Ireland lock Donncha O'Callaghan has revealed Paul O'Connell once learnt Afrikaans in an attempt to gain an advantage at the line-out against South Africa.

The Irish line-out has struggled so far in the RBS 6 Nations and O'Connell has admitted his calls have been far from perfect.



But the Lions captain has received a vote of confidence from Munster team-mate O'Callaghan, who will be packing down alongside him in tomorrow's RBS 6 nations clash with Wales.



"I wouldn't even question any of Paul's calls," said O'Callaghan.



"I'd say if you went up to the video analysis room now, he'd be looking at Wales' line-outs from 1922 or something like that.



"We're lucky we have a lunatic like O'Connell who is willing to learn Afrikaans to pick off a few calls.



"I called up to his room one time and he had YouTube on and some woman counting to 10 in Afrikaans. I was like. 'what's going on here?'



"He was getting his ear in and to be fair he did pick off an awful lot of their calls. They started calling in a huddle.



"I remember himself and Victor Matfield chatting about it afterwards.



"They probably gave us too much credit the year after when they wiped the floor with us in the lineout.

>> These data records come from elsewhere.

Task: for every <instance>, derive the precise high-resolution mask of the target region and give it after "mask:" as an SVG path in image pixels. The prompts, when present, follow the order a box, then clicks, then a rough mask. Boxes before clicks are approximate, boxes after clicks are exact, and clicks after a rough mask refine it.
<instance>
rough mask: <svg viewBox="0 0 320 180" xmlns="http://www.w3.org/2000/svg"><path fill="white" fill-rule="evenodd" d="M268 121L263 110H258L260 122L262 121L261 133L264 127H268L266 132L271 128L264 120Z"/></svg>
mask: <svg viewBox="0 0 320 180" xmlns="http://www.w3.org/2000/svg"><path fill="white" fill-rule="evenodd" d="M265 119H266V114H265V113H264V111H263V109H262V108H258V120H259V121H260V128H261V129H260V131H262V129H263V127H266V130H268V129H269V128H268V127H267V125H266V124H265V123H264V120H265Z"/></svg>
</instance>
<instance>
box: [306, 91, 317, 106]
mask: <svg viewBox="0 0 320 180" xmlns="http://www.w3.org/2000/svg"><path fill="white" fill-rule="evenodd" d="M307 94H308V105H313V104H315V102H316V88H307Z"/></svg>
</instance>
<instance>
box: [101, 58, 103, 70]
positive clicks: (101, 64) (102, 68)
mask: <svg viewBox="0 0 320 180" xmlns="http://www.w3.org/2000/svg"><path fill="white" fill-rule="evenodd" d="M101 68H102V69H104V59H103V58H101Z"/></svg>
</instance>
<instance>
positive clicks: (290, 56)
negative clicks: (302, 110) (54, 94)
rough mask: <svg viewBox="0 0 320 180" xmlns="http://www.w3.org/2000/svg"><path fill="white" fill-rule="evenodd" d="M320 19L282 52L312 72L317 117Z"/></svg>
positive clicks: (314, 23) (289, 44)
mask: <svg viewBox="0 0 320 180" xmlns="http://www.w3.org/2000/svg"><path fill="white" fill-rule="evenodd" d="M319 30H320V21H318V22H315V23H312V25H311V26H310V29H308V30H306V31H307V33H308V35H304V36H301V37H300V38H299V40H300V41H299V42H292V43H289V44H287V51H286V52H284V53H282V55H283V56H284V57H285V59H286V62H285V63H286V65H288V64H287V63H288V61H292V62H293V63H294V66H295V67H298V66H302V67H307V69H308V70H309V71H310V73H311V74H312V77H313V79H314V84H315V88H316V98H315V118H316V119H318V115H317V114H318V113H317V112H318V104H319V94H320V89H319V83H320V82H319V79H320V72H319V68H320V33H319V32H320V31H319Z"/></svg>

"The lineout is turning into an art form. It's coming down to a thing you really need to study.



"We're lucky with the lineout leaders we have. You need a few chiefs and Indians.



"I'm an Indian when it comes to O'Connell. He gives me my role and I perform it or else I get my head knocked off."



Ireland's indiscipline has been a major problem throughout the Six Nations and O'Callaghan insists teams in general would benefit from greater on-field communication with referees.



"I watched a rugby league match the other night and the referees know the players by first name," he said.



"The referee was saying stuff like, 'leave that ball Kevin Sinfield'.



"If we had that, you're in no doubt whereas some of the referees are no-warning refs.



"I'm 18 stone and I can't get away on the ground in under two seconds. You need to give fellas time."